The event was generously hosted by the Wege Foundation, started by Peter Wege, who used to run the family business – Steelcase, Inc. – a big office furniture company based in Grand Rapids. I got a copy of Wege’s book, Economicology: The Eleventh Commandment, which I just read on the trip home (clearly, it’s a quick read). The book runs through highlights and quotes from Wege’s favorite thinkers, and in the process draws out his concept of Economicology. In many ways, it’s essentially another way of saying ‘sustainability’ – with the focus, as the word suggests, on the potential for a mutually beneficial marriage of economics and ecology, instead of the common view that the benefit of the two are necessarily mutually exclusive. That is the trade-off mentality that is so deeply ingrained into our thinking – in many ways from birth and through the media – but in particular in economic classes in higher ed.

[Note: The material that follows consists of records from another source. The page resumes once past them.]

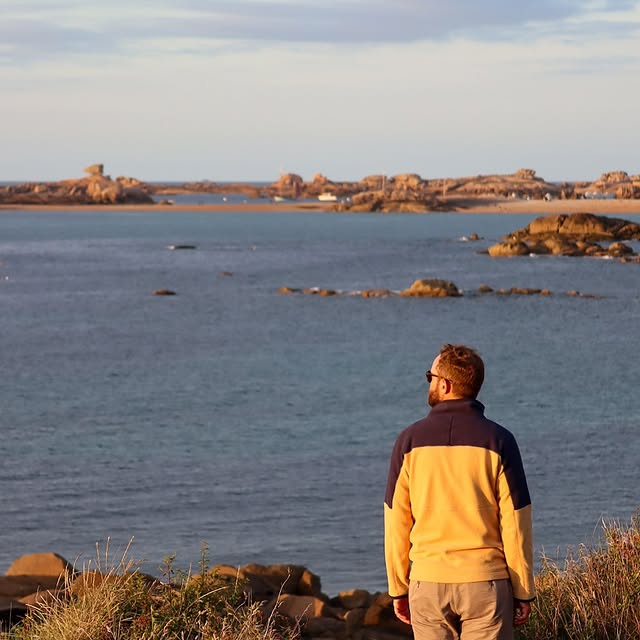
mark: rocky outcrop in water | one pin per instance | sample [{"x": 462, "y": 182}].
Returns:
[
  {"x": 576, "y": 234},
  {"x": 95, "y": 188}
]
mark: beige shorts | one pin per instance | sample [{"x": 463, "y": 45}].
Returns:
[{"x": 461, "y": 611}]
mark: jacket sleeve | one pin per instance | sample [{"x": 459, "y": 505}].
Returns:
[
  {"x": 516, "y": 523},
  {"x": 398, "y": 522}
]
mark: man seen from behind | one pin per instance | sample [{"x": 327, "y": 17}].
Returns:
[{"x": 457, "y": 513}]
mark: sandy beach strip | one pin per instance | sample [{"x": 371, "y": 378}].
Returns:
[{"x": 469, "y": 205}]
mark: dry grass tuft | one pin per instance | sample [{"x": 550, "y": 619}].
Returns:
[
  {"x": 596, "y": 595},
  {"x": 121, "y": 603}
]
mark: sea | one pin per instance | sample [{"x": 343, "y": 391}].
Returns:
[{"x": 256, "y": 427}]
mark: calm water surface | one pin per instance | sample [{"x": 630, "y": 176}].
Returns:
[{"x": 263, "y": 423}]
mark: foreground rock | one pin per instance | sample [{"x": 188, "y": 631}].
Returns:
[
  {"x": 290, "y": 596},
  {"x": 576, "y": 234}
]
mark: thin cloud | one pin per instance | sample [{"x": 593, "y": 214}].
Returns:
[{"x": 36, "y": 30}]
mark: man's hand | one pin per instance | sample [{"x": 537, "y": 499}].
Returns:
[
  {"x": 521, "y": 612},
  {"x": 401, "y": 609}
]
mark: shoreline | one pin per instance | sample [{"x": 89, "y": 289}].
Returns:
[{"x": 469, "y": 205}]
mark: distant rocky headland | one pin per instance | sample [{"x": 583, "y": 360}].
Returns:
[{"x": 400, "y": 193}]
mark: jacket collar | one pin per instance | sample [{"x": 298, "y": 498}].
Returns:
[{"x": 463, "y": 405}]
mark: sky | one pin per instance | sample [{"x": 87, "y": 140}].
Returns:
[{"x": 246, "y": 90}]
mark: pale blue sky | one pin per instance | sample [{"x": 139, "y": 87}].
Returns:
[{"x": 244, "y": 89}]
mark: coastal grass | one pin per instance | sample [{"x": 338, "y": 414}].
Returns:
[
  {"x": 595, "y": 595},
  {"x": 122, "y": 603}
]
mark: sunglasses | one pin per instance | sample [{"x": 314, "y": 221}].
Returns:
[{"x": 430, "y": 376}]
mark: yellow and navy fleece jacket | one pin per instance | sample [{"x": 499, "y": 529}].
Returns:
[{"x": 457, "y": 506}]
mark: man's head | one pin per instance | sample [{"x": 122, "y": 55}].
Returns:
[{"x": 457, "y": 372}]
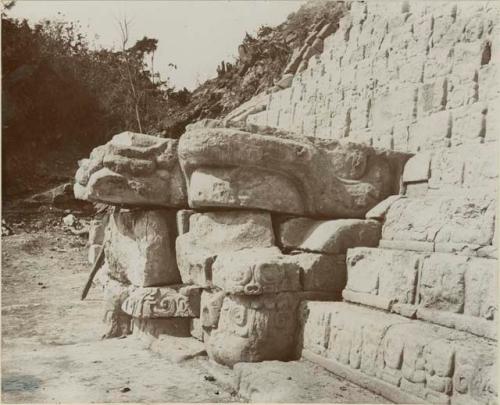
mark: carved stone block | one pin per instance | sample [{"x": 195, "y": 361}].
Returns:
[
  {"x": 163, "y": 302},
  {"x": 139, "y": 247},
  {"x": 227, "y": 167},
  {"x": 133, "y": 169},
  {"x": 255, "y": 272},
  {"x": 211, "y": 304}
]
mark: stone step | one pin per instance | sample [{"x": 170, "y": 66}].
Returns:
[
  {"x": 459, "y": 224},
  {"x": 467, "y": 169},
  {"x": 452, "y": 290},
  {"x": 404, "y": 360}
]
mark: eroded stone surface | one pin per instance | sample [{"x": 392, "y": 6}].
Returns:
[
  {"x": 179, "y": 301},
  {"x": 330, "y": 237},
  {"x": 227, "y": 167},
  {"x": 133, "y": 169},
  {"x": 255, "y": 272},
  {"x": 321, "y": 272},
  {"x": 405, "y": 360},
  {"x": 254, "y": 329},
  {"x": 381, "y": 278},
  {"x": 451, "y": 290},
  {"x": 212, "y": 233},
  {"x": 139, "y": 247},
  {"x": 463, "y": 219}
]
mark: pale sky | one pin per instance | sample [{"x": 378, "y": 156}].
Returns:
[{"x": 195, "y": 35}]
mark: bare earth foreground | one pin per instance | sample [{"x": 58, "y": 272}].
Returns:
[{"x": 52, "y": 351}]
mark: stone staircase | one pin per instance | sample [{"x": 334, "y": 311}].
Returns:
[{"x": 419, "y": 317}]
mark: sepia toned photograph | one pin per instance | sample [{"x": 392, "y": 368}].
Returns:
[{"x": 249, "y": 201}]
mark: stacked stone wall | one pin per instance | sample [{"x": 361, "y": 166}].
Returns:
[{"x": 407, "y": 76}]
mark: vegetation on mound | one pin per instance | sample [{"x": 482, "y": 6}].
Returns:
[{"x": 61, "y": 97}]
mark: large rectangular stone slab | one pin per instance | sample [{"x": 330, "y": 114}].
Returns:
[
  {"x": 215, "y": 232},
  {"x": 330, "y": 237},
  {"x": 180, "y": 301},
  {"x": 139, "y": 247},
  {"x": 281, "y": 172}
]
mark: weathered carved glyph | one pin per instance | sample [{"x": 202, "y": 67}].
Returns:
[
  {"x": 139, "y": 247},
  {"x": 180, "y": 301},
  {"x": 216, "y": 232},
  {"x": 252, "y": 329},
  {"x": 133, "y": 169},
  {"x": 405, "y": 360},
  {"x": 255, "y": 272},
  {"x": 227, "y": 167},
  {"x": 117, "y": 323}
]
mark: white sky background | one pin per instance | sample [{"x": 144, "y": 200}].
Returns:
[{"x": 195, "y": 35}]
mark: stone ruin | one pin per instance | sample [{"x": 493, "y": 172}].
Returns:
[{"x": 346, "y": 216}]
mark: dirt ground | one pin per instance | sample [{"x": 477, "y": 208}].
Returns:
[{"x": 51, "y": 346}]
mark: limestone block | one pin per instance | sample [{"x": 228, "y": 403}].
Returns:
[
  {"x": 285, "y": 81},
  {"x": 462, "y": 88},
  {"x": 442, "y": 282},
  {"x": 215, "y": 232},
  {"x": 417, "y": 168},
  {"x": 255, "y": 272},
  {"x": 182, "y": 220},
  {"x": 330, "y": 237},
  {"x": 211, "y": 304},
  {"x": 150, "y": 329},
  {"x": 464, "y": 167},
  {"x": 481, "y": 288},
  {"x": 378, "y": 212},
  {"x": 447, "y": 169},
  {"x": 305, "y": 176},
  {"x": 97, "y": 229},
  {"x": 395, "y": 105},
  {"x": 133, "y": 169},
  {"x": 475, "y": 377},
  {"x": 93, "y": 253},
  {"x": 452, "y": 220},
  {"x": 382, "y": 278},
  {"x": 139, "y": 247},
  {"x": 469, "y": 124},
  {"x": 320, "y": 272},
  {"x": 489, "y": 89},
  {"x": 116, "y": 322},
  {"x": 253, "y": 329},
  {"x": 493, "y": 122},
  {"x": 416, "y": 190},
  {"x": 179, "y": 301},
  {"x": 430, "y": 132},
  {"x": 196, "y": 329},
  {"x": 407, "y": 361},
  {"x": 432, "y": 97}
]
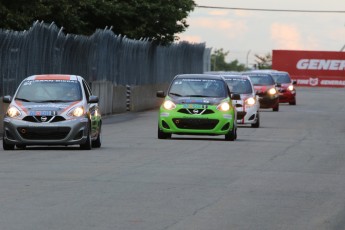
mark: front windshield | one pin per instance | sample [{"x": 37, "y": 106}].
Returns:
[
  {"x": 239, "y": 85},
  {"x": 262, "y": 79},
  {"x": 193, "y": 87},
  {"x": 281, "y": 78},
  {"x": 49, "y": 91}
]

The book pulls from many great sources – some of which I was familiar with, some I wasn’t – and hits all the big topics – consumption, over-population, non-renewable resources, GDP vs. well-being, quantum physics, systems thinking, etc. A main tenant of Economicology is the 6 “E’s” – Economics, Environment, Ecology, Ethics, Empathy, and Education – all of which are inseparable and vitally important. Again, this is less a departure from sustainability as it is looking at it from a different angle in a different light. While in some ways it doesn’t have the cohesion or rigor of some other frameworks or approaches, that’s not really its intent – the intent is to bring those concepts to everyone (particularly those in business) in plain language, and in that I think it does a brilliant job.

Given that the Summit, and much of our work of late, focused on higher education, it is particularly heartening to see that element come through in the book. Two of the big themes in sustainability with regard to higher ed, are 1) the need for structural shifts to allow for more collaboration and work across the disciplines and 2) the need for an explicit articulation of sustainability – creating a healthy, just, thriving, sustainable society – as the goal for higher education. Michael Crow, President of Arizona State University, and chair of the ACUPCC, addressed the second point brilliantly in his closing remarks at the summit, saying something to the affect that we can’t just keep trying to do good science with ever-greater specialization, and hope that the outcomes are useful or commercially viable.

The mandate of the higher ed sector is to fulfill education, research, and public service missions to create a thriving civil society. What is a thriving civil society other than one in which we meet our needs today without sacrificing the ability of future generations to meet their needs. We so often lose sight of the most fundamental aspect of our activities – to what end they serve. The Sustainability Principles provide that definition of success on the principle level, and in combination with an understanding of basic Human Needs, enable us to make decisions and design cities, buildings, processes, goods, and services in ways that meet needs today and tomorrow.

Wege quotes H.G. Wells, writing on the heels of the Depression in 1939, who said with regard to the importance of an expanded world vision for the future: “and since the existing educational organizations of the world do not provide anything like that vision, nor establish the necessary conceptions of right conduct that arise from it, it (the world vision) needs to be rebuilt even more than the political framework needs to be rebuilt.”

Later, Wege notes that “We have to pull together the world’s intelligence to solve the tremendous challenges we face. Technology alone cannot solve them. Religion in itself cannot, nor can government. Our best hopes are to work through the world’s universities to link industry and technology in a union I’ve called Economicology.”

Call it what you like, it’s great stuff, and the kind of thinking we need more of – particularly from people of influence. It’s tremendously reassuring to come across another great leader in this regard. Stay going.